Ja, es gibt sie: die «guten» Life-Coaches. Jene, die keine Scharlatane sind. Die nicht den Einstieg in eine Sekte bedeuten. Die ihrer Kundschaft tatsächlich weiterhelfen können, ohne auf deren Leichtgläubigkeit zu bauen. Das sagt Eric Lippmann. Er ist Professor für angewandte Psychologie an der ZHAW und war von 2002 bis 2024 Leiter des Studiengangs Coaching.
Lippmann gibt allerdings zu: Diese «guten» Life-Coaches in einem so undurchsichtigen Markt zu finden, in dem sich Verfechter von Pseudowissenschaften und Gurus tummeln, ist gar nicht so einfach.

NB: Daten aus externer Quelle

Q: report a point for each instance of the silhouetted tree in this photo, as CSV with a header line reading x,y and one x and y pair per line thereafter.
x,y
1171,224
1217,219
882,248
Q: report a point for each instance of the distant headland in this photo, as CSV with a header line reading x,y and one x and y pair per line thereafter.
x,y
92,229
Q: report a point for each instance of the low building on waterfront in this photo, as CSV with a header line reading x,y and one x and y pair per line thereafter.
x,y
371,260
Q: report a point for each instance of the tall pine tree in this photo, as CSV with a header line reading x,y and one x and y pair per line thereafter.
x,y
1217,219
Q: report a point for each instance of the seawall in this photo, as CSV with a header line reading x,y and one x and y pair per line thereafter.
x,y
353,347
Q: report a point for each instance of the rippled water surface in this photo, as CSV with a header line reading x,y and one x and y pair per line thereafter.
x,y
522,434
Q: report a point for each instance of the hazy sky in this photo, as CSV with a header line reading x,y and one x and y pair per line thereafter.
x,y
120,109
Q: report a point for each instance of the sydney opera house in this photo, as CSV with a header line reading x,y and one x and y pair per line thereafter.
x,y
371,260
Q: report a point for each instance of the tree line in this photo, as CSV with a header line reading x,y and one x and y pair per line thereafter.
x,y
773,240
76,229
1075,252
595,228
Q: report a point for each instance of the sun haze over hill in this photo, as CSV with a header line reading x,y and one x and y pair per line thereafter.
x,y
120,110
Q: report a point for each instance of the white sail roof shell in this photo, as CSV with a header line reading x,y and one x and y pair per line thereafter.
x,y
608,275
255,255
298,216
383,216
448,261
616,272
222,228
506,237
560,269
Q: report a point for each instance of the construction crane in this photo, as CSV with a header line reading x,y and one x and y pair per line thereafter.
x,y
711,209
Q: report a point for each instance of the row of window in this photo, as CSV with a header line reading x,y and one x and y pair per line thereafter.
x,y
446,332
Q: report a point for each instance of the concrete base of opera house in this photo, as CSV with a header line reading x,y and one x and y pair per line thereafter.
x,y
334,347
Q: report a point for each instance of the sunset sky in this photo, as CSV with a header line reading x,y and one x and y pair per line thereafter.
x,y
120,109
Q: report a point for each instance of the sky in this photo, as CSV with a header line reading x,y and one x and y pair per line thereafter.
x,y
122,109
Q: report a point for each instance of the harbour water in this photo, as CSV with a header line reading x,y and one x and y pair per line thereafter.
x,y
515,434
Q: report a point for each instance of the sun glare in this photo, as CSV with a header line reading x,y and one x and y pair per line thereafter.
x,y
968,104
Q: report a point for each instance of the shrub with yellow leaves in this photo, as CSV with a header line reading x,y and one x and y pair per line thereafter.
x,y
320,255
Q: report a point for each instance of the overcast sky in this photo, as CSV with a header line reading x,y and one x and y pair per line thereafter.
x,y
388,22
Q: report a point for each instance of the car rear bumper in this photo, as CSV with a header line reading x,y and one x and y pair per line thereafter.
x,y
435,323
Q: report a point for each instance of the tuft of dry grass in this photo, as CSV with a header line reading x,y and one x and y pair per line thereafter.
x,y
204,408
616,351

«Hellhörig sollte man immer werden, wenn Heilversprechen gemacht werden», sagt Lippmann. Die klare Abgrenzung des Coachings zur Psychotherapie sei das A und O. Das unterscheide einen seriösen Anbieter von einem unseriösen. Diese Grenze sollte Lippmann kennen wie kein anderer. Bevor er selbst anfing, Privatpersonen und Firmen im beruflichen Kontext zu coachen, führte er zehn Jahre lang als Psychologe Familientherapien durch.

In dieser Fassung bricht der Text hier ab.